WHC’s achievements should inspire visionary laboratorians. Laboratory testing and lab consultative services have the greatest clinical leverage and added value when laboratory medicine specialists move beyond their walls to become collaborative, consultative partners with clinicians.

Use of Rapid Molecular Test, Real-Time Reporting Contributes to Fewer Deaths, Better Outcomes

BLOODSTREAM INFECTIONS resulting from Staphylococcus bacteria are a concern for healthcare providers and hospital administrators because they are a leading cause of hospital-acquired infection and mortality.

These infections are initially diagnosed when a culture of a patient’s blood turns positive with gram-positive cocci in clusters (GPCC), indicative of staphylococci. Because conventional laboratory identification methods can take 48 hours or longer, it means treating clinicians can’t determine whether: a) the blood culture was positive due to true infection, requiring aggressive antibiotic therapy, b) whether the gram-positive indication was due to blood culture contamination with coagulase-negative staphylococci (CoNS), a group of common skin bacteria, so that no antibiotic therapy is required.

This contributes to situations where patients with true infections are undertreated and where patients with contaminated blood cultures (false positives) are often unnecessarily treated with antibiotics.

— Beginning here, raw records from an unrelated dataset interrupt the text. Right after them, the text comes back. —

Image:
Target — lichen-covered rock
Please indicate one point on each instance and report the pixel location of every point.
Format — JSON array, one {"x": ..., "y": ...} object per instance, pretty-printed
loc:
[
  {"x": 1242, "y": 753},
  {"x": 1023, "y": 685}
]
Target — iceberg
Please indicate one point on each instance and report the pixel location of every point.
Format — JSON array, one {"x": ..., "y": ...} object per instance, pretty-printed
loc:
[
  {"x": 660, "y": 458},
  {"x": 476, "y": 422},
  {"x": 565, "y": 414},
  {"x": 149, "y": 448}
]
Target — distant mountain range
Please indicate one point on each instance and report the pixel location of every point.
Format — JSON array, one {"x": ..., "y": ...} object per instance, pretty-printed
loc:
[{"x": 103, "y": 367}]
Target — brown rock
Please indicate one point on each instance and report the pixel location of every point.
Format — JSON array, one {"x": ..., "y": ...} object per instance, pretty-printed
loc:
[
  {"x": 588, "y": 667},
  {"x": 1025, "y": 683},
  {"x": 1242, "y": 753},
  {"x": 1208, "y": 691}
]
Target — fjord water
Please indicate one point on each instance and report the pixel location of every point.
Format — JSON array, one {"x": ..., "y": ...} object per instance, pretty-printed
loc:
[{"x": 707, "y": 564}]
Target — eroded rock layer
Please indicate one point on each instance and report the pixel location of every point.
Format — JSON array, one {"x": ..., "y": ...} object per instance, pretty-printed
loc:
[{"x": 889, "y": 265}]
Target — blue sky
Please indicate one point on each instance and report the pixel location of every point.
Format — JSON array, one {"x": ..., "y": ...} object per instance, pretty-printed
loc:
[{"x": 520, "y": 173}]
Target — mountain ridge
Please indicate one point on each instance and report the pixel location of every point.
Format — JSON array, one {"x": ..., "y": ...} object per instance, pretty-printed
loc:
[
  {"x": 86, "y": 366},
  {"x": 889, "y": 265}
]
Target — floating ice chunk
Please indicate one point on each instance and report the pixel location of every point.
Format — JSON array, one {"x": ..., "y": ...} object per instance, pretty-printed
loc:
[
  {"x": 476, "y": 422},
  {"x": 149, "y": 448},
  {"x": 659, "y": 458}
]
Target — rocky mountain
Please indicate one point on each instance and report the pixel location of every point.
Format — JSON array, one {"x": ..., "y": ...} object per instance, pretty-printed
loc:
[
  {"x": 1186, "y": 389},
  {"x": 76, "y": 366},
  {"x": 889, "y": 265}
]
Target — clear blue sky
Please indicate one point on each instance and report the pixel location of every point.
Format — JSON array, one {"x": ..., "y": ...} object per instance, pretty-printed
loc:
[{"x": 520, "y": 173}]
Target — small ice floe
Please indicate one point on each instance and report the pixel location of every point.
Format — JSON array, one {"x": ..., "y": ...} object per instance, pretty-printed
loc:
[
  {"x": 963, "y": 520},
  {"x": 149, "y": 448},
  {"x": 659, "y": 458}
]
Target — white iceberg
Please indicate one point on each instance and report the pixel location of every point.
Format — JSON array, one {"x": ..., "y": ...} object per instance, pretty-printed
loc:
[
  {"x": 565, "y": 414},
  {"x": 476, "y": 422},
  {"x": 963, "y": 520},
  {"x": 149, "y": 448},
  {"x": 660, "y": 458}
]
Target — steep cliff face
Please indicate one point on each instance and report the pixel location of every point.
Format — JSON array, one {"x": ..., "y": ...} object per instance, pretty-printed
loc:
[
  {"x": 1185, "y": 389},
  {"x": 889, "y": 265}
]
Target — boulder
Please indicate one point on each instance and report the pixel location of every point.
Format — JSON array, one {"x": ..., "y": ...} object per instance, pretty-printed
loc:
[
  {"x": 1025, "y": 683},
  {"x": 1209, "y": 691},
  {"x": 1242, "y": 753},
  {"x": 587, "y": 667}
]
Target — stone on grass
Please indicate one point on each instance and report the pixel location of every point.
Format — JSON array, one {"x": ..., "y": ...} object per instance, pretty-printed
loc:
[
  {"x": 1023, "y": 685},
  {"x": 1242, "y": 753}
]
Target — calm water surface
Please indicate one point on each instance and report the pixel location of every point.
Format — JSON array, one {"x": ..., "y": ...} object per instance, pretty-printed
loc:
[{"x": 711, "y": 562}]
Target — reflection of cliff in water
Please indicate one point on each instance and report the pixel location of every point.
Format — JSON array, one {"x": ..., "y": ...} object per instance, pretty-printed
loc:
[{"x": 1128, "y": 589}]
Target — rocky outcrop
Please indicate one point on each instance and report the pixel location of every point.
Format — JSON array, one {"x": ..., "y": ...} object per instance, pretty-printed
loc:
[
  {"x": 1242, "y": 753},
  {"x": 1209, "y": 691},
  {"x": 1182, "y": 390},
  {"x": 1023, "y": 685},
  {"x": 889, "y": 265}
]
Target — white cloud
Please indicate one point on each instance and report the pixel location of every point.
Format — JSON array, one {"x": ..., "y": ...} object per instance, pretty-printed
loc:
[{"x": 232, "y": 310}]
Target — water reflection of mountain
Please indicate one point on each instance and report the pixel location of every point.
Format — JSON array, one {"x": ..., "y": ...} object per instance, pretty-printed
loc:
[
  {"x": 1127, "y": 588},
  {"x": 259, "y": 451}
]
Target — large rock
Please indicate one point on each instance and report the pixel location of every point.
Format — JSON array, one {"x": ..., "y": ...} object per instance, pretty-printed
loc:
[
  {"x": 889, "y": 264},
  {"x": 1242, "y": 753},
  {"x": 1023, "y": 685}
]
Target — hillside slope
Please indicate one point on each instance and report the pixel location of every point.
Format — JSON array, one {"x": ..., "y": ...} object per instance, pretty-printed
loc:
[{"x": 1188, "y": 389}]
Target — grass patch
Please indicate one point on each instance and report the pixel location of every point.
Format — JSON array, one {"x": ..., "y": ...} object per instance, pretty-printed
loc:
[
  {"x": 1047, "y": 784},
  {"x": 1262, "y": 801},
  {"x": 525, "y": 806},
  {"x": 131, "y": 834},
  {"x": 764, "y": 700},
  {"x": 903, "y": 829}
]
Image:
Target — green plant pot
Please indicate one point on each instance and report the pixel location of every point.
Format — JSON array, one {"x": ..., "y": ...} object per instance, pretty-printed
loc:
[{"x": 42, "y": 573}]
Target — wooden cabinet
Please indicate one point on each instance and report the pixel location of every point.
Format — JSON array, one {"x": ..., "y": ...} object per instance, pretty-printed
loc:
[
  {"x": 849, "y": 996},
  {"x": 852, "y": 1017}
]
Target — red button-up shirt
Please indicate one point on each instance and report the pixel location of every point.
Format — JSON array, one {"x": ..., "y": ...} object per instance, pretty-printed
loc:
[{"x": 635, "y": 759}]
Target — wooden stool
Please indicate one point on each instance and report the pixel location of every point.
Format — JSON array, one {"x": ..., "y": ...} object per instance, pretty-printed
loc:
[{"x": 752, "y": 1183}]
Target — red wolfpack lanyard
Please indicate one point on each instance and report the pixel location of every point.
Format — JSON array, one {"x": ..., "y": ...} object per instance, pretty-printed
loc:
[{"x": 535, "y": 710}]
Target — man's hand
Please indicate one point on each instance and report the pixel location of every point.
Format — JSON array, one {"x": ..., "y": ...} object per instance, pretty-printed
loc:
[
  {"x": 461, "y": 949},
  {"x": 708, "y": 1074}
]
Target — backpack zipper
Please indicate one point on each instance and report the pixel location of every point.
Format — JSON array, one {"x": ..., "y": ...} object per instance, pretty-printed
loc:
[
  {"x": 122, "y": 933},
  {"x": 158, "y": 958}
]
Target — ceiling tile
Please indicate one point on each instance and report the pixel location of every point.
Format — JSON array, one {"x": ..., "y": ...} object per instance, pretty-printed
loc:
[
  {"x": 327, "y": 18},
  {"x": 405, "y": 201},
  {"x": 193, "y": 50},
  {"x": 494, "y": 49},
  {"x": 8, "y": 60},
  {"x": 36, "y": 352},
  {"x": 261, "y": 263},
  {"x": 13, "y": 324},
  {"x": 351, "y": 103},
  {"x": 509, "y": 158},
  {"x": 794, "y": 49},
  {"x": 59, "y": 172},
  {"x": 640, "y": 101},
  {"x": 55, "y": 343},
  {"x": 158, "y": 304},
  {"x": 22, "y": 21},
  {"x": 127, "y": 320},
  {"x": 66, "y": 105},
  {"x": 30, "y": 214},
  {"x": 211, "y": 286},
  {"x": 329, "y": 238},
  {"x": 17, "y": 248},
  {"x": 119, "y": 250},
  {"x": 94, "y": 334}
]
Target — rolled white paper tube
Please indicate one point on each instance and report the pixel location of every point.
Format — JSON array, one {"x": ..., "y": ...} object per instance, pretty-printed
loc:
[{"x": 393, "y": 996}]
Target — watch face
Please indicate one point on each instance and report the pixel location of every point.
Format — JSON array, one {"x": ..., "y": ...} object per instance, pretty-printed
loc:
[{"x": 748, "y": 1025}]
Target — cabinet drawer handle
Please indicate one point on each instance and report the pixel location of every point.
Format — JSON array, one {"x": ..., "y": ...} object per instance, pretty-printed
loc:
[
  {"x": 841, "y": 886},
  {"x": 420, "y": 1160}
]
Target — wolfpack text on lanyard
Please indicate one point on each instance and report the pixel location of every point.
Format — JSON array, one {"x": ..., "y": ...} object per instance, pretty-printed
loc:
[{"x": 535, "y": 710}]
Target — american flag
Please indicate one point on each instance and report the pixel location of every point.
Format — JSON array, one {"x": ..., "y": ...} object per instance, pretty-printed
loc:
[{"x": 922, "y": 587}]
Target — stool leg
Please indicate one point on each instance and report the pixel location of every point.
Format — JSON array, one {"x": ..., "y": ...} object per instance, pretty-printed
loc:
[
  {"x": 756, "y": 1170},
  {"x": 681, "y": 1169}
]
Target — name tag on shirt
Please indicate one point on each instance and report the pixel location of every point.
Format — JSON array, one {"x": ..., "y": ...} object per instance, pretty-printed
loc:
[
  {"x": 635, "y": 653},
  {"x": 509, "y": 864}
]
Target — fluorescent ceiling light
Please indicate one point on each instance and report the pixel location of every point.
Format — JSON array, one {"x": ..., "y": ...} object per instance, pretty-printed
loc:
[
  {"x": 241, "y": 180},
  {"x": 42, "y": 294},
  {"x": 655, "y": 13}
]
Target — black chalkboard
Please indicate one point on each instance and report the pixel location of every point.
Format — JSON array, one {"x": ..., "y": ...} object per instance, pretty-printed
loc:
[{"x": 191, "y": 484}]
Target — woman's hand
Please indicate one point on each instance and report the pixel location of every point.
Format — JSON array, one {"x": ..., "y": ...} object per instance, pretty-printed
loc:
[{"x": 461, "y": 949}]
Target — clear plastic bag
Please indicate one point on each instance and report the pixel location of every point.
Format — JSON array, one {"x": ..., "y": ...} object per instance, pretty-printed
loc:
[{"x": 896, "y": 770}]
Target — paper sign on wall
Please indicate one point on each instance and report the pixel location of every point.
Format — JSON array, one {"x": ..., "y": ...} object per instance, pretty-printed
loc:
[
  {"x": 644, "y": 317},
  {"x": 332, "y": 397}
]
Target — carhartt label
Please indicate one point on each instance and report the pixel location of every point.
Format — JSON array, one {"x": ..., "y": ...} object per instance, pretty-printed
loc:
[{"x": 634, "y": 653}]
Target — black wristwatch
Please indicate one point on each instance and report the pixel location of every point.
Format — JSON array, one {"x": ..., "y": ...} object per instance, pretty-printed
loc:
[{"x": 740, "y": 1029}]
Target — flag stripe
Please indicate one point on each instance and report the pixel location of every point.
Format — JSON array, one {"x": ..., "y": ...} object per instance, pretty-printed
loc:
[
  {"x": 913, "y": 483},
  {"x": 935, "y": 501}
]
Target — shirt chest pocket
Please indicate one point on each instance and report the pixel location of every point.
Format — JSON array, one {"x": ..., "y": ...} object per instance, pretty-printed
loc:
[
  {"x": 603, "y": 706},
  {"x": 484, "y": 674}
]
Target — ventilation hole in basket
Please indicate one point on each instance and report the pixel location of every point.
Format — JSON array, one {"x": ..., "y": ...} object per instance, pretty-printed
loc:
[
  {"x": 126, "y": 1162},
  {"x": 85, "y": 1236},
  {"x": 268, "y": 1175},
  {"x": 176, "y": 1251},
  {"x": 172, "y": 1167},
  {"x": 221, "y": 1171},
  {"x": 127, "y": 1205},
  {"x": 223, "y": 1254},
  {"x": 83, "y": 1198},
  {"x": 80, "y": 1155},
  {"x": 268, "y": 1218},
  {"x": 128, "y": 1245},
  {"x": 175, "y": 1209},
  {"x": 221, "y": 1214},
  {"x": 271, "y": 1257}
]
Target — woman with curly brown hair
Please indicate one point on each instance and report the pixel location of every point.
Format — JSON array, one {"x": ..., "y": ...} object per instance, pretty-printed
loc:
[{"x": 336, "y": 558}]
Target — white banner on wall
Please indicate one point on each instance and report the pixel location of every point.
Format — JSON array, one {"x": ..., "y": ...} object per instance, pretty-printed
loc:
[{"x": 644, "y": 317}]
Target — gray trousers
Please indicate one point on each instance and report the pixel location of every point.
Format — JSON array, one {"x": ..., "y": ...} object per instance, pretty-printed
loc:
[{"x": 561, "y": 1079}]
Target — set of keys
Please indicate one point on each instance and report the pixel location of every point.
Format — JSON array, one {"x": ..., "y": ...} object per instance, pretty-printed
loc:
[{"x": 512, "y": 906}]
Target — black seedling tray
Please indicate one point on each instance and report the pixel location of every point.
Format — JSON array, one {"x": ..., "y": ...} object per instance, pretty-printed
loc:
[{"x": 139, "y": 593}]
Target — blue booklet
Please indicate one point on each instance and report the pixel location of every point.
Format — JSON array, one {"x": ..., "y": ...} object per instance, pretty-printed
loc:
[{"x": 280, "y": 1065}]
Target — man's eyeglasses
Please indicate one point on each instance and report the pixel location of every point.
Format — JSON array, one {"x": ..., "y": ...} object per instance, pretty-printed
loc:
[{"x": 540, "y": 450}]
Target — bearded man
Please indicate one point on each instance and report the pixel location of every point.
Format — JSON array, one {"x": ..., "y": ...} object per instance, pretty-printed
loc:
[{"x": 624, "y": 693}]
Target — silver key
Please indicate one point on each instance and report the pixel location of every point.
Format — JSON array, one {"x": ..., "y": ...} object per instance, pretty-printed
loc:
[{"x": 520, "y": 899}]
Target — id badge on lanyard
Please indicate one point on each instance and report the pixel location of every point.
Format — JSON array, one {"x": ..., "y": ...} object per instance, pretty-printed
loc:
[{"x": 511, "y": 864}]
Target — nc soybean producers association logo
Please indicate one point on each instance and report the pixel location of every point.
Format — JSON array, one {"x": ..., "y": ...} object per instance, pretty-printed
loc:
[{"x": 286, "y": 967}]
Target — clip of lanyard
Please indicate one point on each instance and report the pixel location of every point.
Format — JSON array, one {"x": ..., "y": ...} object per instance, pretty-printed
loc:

Seeing the need for increased caution regarding bloodstream infections, Washington Hospital Center conducted a study with 202 patients. The patients with positive blood cultures containing GPCC were enrolled and blindly randomized into a “notification” group or a “usual care” group. For the 101 patients in the notification group (NG), PNA-FISH results and information on the identified bacteria were reported directly to the treating clinicians, whereas for the 101 patients in the usual care group (UCG), data were entered into the hospital’s laboratory information system as usual. Here are the results:

      • 61 patients with Staphylococcus aureus; 32 in NG vs. 29 in UCG
      • 141 patients with CoNS; 69 in NG vs. 72 in UCG
      • 53% drop in overall mortality; 8 deaths in NG vs. 17 deaths in UCG
      • 80% drop in mortality rate for intensive care unit patients; 10% (2 deaths) for NG vs. 48% (11 deaths) for UCG
      • 82% reduction in mortality rate for ICU patients with Staphylococcus aureus; 10% for NG vs. 56% for UCG
      • 67% drop in median antibiotic use after notification of results; median of 1 day for NG vs. 3 days for UCG
      • 100% cut in median antibiotic use for CoNS patients after notification of; 0 days for NG vs. 2.5 days for UCG
      • A reduction of $19,441 in median hospital charges: $72,932 median charges for NG vs. $92,373 for UCG.

The published study is: “Impact upon Clinical Outcomes of Translation of PNA FISH-Generated Laboratory Data from the Clinical Microbiology Bench to Bedside in Real Time.” Therapeutics and Clinical Risk Management, 2008:4(3) 637-640.

 

Molecular Assay Delivers Results in about 3.5 Hours

DNA FISH IS AN EXAMPLE OF HOW ADVANCES IN MOLECULAR TECHNOLOGIES are providing labs with new capabilities to diagnose disease. It is a highly-sensitive and specific fluorescence in situ hybridization (FISH) assay that uses PNA (peptide nucleic acid) probes to target species-specific ribosomal RNA (rRNA) in live bacteria and yeast.

PNA FISH was developed by AdvanDX, which is based in Woburn, Massachusetts. (www.advandx.com). According to AdvanDX, “the properties of the non-charged, peptide backbone of PNA probes enable the use of FISH assays in complex sample matrixes, such as blood and blood cultures, which facilitates the development of simple, yet accurate, tests that don’t require the extensive sample preparation necessary for other nucleic acid technologies .” Microbiology labs can use PNA FISH tests “to provide rapid and accurate identification of bloodstream pathogens directly from positive blood cultures in hours instead of days.” The test takes about 3.5 hours to run versus 48 hours for more traditional methods and is performed on an instrument that costs about $5,000.